Au début de ma carrière, je me suis sentie appelée à faire une différence significative dans la vie des autres. Pourtant, je me demande souvent : "Est-ce que je fais ce qu'il faut ?". Il y a des moments où je me sens épuisée, où j'ai l'impression que mes efforts n'ont abouti à rien. Le changement vient si lentement, et quand nous pensons avoir fait un pas en avant, il y a des forces qui nous font reculer de deux pas. Ma relation avec Dieu est la seule chose qui me soutient dans ma lutte.
Ces jours-ci, je prie pour la paix dans le monde, et en particulier pour la paix dans mon pays. Avec la population jeune que nous avons, principalement catholique, je prie pour l'unité et la résilience au sein de notre communauté. Je prie pour que davantage de dirigeants comme moi utilisent à la fois leur intelligence et leur cœur, en cherchant à être guidés par Dieu dans toutes leurs entreprises. Je prie pour que les Timorais comprennent vraiment ce que signifie faire de "Dieu le centre de tout ce que nous faisons" et le mettre en pratique dans nos familles, sur nos lieux de travail et dans nos communautés. Moi aussi, je continue à apprendre.

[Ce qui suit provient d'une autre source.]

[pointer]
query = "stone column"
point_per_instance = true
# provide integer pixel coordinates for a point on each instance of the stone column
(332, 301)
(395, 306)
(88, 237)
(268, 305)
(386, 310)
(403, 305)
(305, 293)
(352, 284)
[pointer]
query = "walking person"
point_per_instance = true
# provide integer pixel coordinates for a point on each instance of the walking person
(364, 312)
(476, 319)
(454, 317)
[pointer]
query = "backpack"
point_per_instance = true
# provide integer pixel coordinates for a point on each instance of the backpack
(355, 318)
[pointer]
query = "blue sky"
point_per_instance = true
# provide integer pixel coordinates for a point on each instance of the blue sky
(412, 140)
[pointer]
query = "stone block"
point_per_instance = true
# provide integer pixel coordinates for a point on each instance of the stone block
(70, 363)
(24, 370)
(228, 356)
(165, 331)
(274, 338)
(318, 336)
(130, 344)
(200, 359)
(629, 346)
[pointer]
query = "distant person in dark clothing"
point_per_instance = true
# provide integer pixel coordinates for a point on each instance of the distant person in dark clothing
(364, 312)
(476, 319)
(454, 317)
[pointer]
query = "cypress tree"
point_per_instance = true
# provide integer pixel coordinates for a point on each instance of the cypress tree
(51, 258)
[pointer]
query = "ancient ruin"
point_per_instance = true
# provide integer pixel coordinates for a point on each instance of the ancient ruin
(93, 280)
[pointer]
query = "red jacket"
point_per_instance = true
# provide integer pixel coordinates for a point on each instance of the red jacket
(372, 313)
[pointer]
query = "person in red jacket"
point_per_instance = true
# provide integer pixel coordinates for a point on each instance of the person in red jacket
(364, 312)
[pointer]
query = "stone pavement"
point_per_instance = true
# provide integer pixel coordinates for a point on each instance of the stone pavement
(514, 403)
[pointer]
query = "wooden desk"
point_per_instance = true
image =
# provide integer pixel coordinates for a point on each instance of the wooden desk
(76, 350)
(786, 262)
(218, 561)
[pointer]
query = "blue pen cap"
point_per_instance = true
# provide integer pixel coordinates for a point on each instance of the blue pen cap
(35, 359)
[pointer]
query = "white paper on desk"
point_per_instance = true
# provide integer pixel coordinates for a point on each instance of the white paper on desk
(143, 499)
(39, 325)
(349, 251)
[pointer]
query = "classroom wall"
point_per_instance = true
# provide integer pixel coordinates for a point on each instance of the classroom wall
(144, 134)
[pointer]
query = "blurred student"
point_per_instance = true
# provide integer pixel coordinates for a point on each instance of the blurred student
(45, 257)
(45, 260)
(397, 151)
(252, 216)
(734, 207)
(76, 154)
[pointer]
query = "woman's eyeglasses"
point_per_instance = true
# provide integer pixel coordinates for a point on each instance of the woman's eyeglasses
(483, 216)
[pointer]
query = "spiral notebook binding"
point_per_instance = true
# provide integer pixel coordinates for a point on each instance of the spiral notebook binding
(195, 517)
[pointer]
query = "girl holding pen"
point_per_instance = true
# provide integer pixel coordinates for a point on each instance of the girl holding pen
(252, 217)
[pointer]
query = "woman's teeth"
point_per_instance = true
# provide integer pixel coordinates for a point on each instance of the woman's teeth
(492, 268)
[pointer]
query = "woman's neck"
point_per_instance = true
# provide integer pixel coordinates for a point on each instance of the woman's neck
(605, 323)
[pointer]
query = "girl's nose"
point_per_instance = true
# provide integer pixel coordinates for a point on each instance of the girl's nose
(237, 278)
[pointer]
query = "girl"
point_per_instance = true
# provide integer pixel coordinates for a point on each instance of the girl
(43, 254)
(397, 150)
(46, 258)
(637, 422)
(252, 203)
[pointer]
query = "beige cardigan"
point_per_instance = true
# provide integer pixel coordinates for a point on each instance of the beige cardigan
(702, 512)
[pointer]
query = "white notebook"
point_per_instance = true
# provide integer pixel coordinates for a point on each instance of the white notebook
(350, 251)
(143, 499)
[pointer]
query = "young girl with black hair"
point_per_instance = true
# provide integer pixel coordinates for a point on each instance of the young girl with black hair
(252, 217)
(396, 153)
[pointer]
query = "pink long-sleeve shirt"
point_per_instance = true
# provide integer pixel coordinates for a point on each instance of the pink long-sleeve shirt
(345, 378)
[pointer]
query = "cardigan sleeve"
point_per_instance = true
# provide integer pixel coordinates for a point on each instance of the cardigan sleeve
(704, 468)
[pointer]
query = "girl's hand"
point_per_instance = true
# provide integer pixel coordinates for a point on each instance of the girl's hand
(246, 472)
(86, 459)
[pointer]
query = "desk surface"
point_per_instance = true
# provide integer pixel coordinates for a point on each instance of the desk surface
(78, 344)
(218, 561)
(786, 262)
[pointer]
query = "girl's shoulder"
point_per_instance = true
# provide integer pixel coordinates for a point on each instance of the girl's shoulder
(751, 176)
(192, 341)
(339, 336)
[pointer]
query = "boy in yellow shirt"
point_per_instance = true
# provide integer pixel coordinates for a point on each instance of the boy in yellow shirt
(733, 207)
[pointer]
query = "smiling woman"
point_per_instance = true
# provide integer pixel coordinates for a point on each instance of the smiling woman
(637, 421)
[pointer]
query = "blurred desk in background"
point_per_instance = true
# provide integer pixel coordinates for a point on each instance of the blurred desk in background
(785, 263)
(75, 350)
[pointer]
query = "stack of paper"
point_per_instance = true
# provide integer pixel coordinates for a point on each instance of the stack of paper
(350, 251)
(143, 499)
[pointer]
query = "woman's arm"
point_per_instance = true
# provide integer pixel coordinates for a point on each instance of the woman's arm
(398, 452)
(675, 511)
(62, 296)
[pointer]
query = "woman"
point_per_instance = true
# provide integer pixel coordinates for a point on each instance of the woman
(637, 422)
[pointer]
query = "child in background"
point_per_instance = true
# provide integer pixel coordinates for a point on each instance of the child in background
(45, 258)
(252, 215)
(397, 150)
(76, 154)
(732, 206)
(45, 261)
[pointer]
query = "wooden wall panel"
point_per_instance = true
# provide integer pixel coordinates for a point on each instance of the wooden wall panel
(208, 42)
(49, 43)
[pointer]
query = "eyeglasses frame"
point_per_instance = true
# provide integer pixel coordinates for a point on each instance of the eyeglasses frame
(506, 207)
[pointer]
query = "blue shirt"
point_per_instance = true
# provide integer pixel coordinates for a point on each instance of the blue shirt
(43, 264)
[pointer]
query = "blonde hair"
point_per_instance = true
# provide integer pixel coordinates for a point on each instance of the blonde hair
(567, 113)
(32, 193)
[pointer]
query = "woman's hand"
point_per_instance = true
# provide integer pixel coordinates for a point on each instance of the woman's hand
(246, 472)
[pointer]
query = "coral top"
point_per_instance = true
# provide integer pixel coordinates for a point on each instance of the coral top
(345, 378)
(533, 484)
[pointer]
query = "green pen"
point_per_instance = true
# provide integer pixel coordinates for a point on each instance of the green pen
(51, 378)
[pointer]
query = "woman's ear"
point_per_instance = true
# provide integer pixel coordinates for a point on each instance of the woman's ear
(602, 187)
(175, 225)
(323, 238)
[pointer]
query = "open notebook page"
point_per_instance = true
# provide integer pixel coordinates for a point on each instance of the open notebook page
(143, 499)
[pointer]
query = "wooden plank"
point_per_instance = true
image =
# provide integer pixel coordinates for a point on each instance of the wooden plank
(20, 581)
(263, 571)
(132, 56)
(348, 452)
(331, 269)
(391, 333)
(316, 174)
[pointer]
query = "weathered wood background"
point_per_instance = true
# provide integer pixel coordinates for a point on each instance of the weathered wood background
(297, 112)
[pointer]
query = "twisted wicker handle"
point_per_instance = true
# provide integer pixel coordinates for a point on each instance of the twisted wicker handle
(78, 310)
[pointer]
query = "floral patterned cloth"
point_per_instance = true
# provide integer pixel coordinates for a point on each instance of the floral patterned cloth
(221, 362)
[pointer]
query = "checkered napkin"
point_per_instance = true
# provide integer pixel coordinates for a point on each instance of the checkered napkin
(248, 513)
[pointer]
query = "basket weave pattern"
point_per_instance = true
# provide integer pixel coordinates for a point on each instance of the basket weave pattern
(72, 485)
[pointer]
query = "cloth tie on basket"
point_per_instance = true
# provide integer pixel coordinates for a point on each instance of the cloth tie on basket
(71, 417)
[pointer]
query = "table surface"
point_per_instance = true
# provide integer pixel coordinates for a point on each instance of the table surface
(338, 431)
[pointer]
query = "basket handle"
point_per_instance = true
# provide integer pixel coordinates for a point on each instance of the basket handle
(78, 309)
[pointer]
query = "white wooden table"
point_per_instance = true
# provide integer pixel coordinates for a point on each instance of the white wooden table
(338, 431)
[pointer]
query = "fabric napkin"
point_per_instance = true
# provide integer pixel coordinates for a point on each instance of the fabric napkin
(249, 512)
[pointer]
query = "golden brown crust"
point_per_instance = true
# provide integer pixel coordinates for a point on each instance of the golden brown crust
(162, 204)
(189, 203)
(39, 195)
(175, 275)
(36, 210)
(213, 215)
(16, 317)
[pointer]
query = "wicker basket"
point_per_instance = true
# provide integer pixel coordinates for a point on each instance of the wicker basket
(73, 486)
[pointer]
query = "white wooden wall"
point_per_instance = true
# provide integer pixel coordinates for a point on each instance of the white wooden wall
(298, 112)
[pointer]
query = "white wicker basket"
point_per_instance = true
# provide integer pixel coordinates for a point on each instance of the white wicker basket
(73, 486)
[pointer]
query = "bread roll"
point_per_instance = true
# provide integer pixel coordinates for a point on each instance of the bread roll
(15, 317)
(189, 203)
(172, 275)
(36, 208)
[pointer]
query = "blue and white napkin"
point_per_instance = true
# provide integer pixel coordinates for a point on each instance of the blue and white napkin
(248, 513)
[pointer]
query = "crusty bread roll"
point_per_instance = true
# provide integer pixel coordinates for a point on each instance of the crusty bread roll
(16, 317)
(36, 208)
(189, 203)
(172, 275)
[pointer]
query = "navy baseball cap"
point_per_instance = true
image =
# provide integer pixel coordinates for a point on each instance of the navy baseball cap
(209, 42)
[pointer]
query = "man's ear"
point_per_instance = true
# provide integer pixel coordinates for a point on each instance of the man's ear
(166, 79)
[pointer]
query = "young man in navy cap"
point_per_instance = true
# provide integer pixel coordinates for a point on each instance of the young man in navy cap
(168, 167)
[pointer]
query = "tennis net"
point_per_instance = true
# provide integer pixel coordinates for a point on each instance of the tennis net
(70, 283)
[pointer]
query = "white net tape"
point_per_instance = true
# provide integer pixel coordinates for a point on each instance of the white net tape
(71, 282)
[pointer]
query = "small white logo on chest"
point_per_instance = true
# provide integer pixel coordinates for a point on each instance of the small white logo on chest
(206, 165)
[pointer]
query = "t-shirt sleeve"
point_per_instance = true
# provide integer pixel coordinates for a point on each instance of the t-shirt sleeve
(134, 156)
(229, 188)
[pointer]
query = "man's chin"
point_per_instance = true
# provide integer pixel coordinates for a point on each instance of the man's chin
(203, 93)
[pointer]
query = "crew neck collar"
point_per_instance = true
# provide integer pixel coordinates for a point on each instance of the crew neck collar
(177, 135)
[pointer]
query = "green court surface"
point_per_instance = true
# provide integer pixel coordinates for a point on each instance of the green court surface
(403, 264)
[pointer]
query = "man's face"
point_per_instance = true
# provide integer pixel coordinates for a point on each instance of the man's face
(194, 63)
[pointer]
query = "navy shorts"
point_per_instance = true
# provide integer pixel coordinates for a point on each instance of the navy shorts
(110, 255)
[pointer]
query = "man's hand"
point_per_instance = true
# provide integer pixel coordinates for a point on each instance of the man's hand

J'aime prier le rosaire et j'aime vraiment écrire mes prières, comme si j'écrivais une lettre à Dieu. Parfois, je lis des versets de la Bible et j'y réfléchis. L'un de mes versets préférés est celui de 1 Corinthiens 13:4-7
L'amour est patient, l'amour est bon. Il n'est pas envieux, il ne se vante pas, il n'est pas orgueilleux. Il ne déshonore pas les autres, il n'est pas égoïste, il ne se met pas facilement en colère, il ne garde pas de traces de ses erreurs. L'amour ne se complaît pas dans le mal, mais se réjouit de la vérité. Il protège toujours, fait toujours confiance, espère toujours, persévère toujours.
C'est ainsi que je communique avec Dieu, en partageant mes fardeaux et en demandant son pardon et sa force pour devenir un instrument de soutien pour les personnes vulnérables, en particulier les jeunes mères et leurs enfants. Je prie pour que toutes mes actions soient guidées par sa sagesse et son amour, et pour que sa gloire brille à travers chaque acte de service et de compassion.